Stemming from its physical locations in Moorestown (above) and Collingswood, the Perkins Center for the Arts provides arts experiences for all community members.
The Perkins Center for the Arts has been awarded funding from the New Jersey State Council on the Arts (Arts Council) for the Fiscal Year 2026.
The vital grants include $267,960 for General Operating Support (GOS); a $155,000 Folk & Traditional Arts Project Grant; and additional support for “Paved with Promise,” a statewide folklife collaboration celebrating immigration in New Jersey.
“The arts are such an undersung pillar in our community,” said Kahra Buss, Perkins’ executive director. “ … The arts bring people together for a common purpose, to achieve a certain goal … When you come into an art space and you acknowledge that there’s a value to it, that value is not just what you get out of it.
“It’s what you bring to it, and how you connect with those around you by doing it.”
Perkins has been a community-based cultural asset since 1977, providing visual and performing arts experiences to the South Jersey region. Stemming from its physical locations in Moorestown and Collingswood, the center provides exemplary arts experiences for all community members through its Conservatory of Music; year-round visual and performing arts instruction; 20-plus annual exhibitions; free public concerts; artist-led, in-school residency programs; a summer arts camp; folklife at Perkins; and community enrichment projects.
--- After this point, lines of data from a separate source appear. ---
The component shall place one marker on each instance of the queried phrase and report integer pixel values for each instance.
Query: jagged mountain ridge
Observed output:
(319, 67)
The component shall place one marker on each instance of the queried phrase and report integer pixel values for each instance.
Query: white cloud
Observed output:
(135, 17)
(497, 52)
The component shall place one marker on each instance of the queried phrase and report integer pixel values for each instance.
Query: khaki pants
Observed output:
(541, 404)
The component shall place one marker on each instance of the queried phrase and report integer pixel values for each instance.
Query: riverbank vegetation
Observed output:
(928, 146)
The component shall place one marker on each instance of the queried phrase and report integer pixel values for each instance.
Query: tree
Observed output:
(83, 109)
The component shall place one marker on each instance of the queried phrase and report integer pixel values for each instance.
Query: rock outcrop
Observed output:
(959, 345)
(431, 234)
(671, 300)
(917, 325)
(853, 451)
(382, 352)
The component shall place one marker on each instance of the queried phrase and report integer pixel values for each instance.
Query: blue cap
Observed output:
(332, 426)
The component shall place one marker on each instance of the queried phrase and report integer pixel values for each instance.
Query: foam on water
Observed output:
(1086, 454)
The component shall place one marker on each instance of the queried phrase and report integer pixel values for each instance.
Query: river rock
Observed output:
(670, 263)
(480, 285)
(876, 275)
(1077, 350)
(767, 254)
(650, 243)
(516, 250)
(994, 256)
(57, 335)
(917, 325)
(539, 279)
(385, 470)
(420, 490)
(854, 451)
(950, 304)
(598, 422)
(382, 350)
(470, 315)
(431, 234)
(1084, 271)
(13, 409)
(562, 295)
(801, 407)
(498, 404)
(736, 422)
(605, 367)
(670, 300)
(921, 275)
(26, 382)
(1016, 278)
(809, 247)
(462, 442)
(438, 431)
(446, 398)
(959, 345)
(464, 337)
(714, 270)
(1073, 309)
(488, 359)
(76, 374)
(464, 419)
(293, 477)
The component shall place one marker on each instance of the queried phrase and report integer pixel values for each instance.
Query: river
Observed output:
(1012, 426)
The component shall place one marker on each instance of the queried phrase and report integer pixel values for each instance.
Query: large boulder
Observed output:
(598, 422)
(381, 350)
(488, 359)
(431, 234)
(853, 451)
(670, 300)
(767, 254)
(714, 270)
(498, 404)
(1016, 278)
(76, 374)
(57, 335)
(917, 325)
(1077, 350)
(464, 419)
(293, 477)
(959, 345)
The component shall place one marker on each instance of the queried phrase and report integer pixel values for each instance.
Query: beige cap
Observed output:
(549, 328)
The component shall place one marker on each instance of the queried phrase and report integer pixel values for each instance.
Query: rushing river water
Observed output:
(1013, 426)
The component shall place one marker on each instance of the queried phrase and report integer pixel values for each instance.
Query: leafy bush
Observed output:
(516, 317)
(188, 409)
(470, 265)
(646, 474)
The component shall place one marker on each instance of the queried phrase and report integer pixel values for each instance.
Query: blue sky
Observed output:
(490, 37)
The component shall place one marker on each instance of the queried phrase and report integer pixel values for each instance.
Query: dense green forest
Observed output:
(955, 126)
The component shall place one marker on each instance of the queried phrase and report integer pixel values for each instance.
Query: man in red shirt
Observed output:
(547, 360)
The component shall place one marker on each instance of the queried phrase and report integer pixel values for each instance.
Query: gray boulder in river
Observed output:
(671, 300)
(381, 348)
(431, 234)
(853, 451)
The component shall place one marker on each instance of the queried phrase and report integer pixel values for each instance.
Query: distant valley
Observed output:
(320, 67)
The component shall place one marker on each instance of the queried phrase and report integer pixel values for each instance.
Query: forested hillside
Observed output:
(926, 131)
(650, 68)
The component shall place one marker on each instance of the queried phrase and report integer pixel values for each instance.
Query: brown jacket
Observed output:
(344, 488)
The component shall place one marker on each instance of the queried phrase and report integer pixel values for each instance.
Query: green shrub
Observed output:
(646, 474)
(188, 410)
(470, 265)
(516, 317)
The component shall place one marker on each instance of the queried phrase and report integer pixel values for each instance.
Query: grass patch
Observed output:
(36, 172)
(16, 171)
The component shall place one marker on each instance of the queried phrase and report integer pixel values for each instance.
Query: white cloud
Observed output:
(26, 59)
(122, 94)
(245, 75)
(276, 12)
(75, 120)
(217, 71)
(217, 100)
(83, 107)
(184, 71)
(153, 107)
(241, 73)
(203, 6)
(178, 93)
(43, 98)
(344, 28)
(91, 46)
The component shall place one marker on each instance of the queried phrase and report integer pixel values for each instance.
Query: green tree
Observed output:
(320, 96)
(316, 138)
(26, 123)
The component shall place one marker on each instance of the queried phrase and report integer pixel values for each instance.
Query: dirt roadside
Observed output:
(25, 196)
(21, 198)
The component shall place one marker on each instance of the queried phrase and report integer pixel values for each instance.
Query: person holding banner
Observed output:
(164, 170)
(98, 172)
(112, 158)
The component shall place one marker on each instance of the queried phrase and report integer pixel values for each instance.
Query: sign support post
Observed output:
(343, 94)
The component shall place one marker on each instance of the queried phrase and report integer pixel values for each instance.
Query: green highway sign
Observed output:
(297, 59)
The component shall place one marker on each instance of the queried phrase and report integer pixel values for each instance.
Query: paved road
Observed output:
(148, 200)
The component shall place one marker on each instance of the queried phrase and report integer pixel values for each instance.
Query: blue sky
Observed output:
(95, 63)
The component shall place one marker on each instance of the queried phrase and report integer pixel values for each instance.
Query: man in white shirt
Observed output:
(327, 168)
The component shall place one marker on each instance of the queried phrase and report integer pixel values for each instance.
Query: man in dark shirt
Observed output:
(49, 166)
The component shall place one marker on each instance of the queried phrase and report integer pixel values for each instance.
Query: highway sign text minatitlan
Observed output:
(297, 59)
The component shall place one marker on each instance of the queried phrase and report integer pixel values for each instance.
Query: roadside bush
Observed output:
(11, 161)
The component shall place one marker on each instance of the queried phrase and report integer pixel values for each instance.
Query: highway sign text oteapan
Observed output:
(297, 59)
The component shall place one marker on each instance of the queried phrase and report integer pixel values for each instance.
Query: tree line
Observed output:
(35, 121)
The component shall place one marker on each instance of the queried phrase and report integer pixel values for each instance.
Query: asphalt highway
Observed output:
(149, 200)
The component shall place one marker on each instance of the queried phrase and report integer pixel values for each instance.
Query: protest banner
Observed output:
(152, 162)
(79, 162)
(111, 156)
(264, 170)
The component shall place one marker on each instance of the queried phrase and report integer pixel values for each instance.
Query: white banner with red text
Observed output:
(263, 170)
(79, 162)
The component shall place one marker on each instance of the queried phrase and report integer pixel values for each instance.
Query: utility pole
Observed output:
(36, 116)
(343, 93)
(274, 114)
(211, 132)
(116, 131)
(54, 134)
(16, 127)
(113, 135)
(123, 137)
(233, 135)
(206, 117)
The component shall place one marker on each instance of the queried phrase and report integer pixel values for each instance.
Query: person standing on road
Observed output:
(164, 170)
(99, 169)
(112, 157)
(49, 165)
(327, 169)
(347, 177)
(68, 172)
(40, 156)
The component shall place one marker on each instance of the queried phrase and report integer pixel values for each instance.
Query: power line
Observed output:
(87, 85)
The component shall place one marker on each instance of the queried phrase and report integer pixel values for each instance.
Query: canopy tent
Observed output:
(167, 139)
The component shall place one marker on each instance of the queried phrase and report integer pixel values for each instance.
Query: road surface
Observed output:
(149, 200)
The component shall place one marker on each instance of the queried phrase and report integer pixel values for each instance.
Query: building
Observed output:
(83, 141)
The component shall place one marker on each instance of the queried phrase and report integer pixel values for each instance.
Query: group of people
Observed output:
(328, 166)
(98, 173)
“When we think about, how do we continue to create a space where community is welcomed, where community is celebrated, where people can come together and find ways to communicate …” Buss noted, “that investment in the arts is essential. What we see here is an opportunity to provide social connections and meaningful connections between people that don’t know each other …
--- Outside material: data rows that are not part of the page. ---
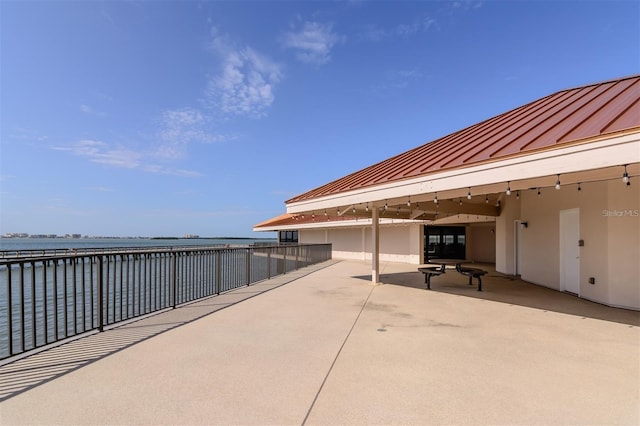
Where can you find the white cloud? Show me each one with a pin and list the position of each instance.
(86, 109)
(313, 42)
(179, 128)
(245, 86)
(100, 152)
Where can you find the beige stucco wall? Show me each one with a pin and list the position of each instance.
(611, 243)
(505, 238)
(623, 244)
(398, 243)
(481, 242)
(609, 226)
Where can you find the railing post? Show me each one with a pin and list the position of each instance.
(248, 265)
(174, 275)
(268, 263)
(100, 294)
(218, 277)
(10, 313)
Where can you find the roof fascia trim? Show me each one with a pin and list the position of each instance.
(612, 151)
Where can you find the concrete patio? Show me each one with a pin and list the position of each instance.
(324, 346)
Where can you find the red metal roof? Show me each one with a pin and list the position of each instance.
(553, 121)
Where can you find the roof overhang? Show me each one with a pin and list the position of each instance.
(594, 159)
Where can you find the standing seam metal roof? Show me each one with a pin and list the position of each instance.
(558, 119)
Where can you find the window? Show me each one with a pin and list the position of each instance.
(288, 236)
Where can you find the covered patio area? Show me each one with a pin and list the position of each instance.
(329, 348)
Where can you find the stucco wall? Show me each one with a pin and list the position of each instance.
(481, 242)
(611, 243)
(397, 243)
(624, 244)
(505, 238)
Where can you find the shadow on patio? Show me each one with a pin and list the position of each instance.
(511, 290)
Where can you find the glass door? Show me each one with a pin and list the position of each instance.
(445, 242)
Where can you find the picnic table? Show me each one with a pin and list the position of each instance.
(431, 271)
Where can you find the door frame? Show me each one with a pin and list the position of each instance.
(565, 262)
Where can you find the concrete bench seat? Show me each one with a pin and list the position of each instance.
(430, 272)
(473, 273)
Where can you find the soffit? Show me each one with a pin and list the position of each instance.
(552, 122)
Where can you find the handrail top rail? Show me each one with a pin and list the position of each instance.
(22, 256)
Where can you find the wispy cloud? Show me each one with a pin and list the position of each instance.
(120, 157)
(396, 80)
(404, 30)
(313, 42)
(86, 109)
(466, 4)
(245, 86)
(100, 189)
(100, 152)
(181, 127)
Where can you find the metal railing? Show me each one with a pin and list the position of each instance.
(50, 298)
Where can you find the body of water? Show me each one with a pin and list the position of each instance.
(14, 244)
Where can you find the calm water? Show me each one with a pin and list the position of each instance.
(63, 300)
(87, 243)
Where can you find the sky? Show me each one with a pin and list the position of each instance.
(166, 118)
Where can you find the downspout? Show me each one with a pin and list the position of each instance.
(375, 250)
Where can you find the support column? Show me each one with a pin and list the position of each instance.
(375, 249)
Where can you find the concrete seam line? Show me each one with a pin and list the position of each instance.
(335, 359)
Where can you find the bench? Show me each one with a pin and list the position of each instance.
(473, 273)
(430, 272)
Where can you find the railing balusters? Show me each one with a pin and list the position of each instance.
(119, 285)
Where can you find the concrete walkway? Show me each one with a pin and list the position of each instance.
(330, 348)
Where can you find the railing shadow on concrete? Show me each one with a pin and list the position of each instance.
(511, 290)
(20, 375)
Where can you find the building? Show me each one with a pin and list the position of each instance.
(548, 191)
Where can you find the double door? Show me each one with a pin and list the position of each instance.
(445, 242)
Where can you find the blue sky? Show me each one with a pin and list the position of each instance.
(140, 118)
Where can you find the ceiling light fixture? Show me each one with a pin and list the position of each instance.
(625, 175)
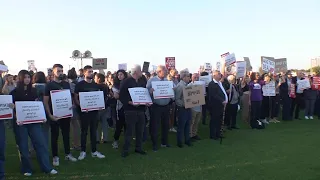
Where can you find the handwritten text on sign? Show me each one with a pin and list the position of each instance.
(162, 89)
(269, 89)
(61, 103)
(193, 96)
(91, 101)
(140, 96)
(5, 111)
(29, 112)
(267, 65)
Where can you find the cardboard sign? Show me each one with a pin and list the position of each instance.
(162, 89)
(193, 96)
(99, 63)
(241, 69)
(91, 101)
(281, 65)
(29, 112)
(268, 65)
(122, 66)
(140, 96)
(5, 111)
(303, 84)
(170, 62)
(269, 89)
(145, 67)
(61, 103)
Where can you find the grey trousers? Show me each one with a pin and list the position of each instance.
(135, 121)
(309, 109)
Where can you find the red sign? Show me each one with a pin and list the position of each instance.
(170, 62)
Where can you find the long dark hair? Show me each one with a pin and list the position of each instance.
(39, 77)
(20, 83)
(116, 80)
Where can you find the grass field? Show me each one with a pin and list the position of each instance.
(286, 150)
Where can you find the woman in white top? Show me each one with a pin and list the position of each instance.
(120, 124)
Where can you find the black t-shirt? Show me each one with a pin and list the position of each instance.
(84, 86)
(53, 85)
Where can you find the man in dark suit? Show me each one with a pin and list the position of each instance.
(218, 99)
(298, 102)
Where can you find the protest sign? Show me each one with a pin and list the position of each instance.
(170, 62)
(122, 66)
(193, 96)
(241, 69)
(145, 67)
(29, 112)
(269, 89)
(162, 89)
(140, 96)
(267, 65)
(207, 79)
(5, 111)
(99, 63)
(61, 103)
(91, 101)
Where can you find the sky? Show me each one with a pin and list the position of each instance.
(134, 31)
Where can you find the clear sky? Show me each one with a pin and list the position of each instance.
(133, 31)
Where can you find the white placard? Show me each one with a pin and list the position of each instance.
(140, 95)
(3, 68)
(61, 103)
(230, 59)
(162, 89)
(122, 66)
(268, 65)
(91, 101)
(5, 111)
(207, 79)
(29, 112)
(303, 84)
(241, 68)
(203, 84)
(269, 89)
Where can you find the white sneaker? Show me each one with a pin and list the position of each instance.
(27, 174)
(265, 121)
(69, 157)
(115, 145)
(53, 172)
(55, 161)
(82, 156)
(98, 155)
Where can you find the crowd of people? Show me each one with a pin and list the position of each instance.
(224, 96)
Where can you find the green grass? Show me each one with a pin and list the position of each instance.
(286, 150)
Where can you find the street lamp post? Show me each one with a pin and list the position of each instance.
(76, 54)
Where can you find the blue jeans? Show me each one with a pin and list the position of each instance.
(35, 132)
(184, 119)
(2, 148)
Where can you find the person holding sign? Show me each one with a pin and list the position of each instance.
(52, 88)
(184, 115)
(159, 110)
(134, 114)
(218, 99)
(25, 92)
(88, 118)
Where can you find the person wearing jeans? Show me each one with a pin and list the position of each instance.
(184, 115)
(2, 148)
(57, 123)
(88, 118)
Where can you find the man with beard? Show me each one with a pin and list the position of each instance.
(88, 118)
(58, 122)
(134, 114)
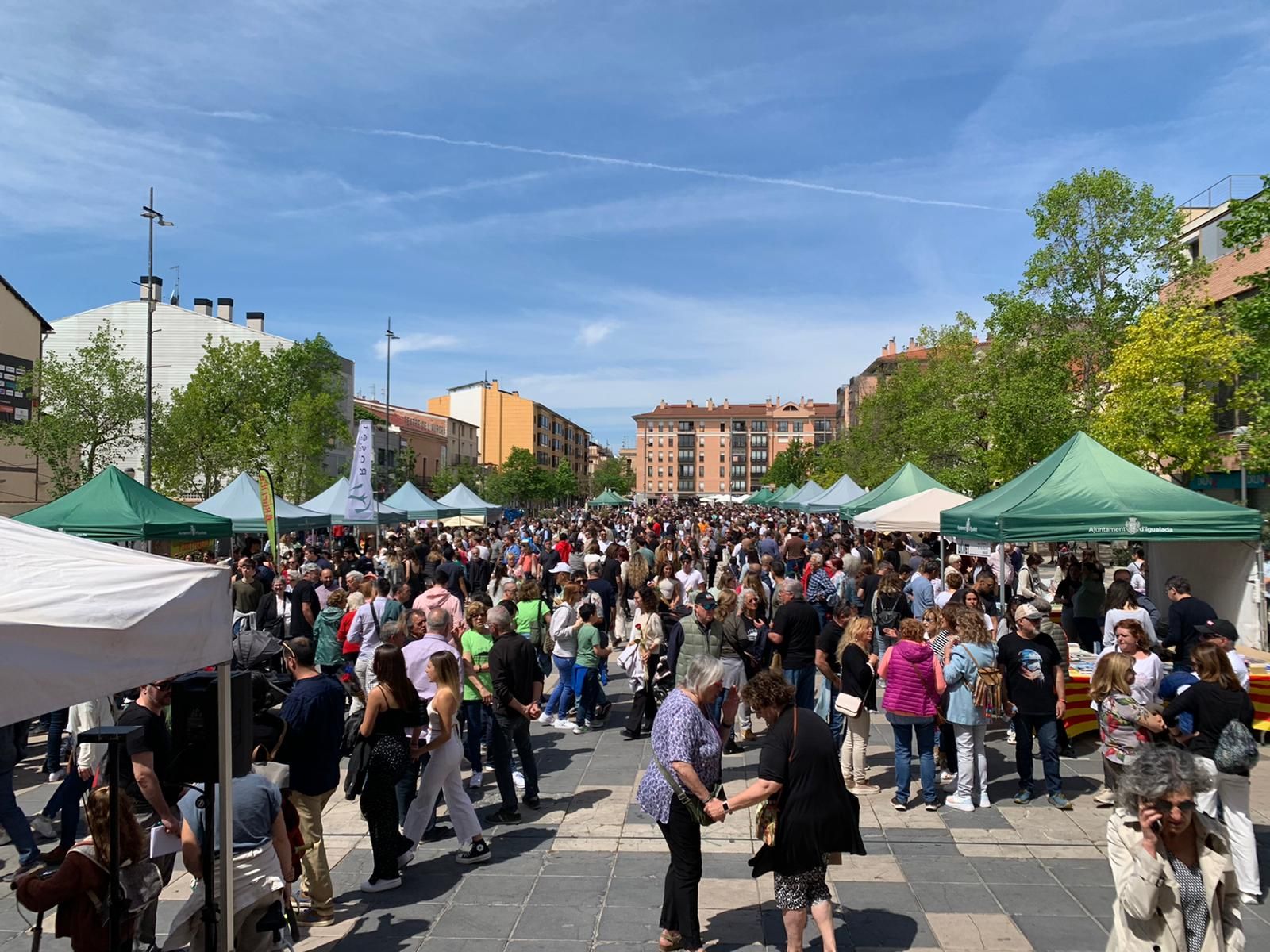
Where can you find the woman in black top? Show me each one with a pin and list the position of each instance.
(818, 816)
(1216, 701)
(391, 708)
“(These grants) allow us to continue this work where we connect people.”
The General Operating Support funds provide crucial unrestricted funding to Perkins’ 1,200-plus community programs to support its diverse, year-round visual, musical, literary, folk and performing arts programs. They include exhibitions, concerts, community enrichment projects and support of visual and performing arts instruction.
Folk & Traditional Arts Project Grant funding supports NJ Folklife at Perkins, one of the state’s five Folklife Centers, to sustain the commitment to preserve and promote New Jersey’s rich, cultural heritage. The funding directly supports structured learning opportunities that advance skills in traditional art forms and facilitate intergenerational knowledge transfer.
Additional support for the “Paved with Promise: Local and Global Perspectives on Immigration” – administered through Wheaton Arts’ Down Jersey Folklife Center – will enable Perkins to explore individual and group immigration experiences through oral-history interviews and a small traveling exhibit.
“Perkins Center for the Arts is honored to be a trusted partner of the New Jersey State Council of the Arts in South Jersey,” Buss state. “This essential funding supports Perkins’ high-quality, free and low-cost arts experiences that serve more than 72,000 people annually,” Buss explained.
The New Jersey State Council on the Arts is a division of the New Jersey Department of State and a partner agency of the National Endowment for the Arts.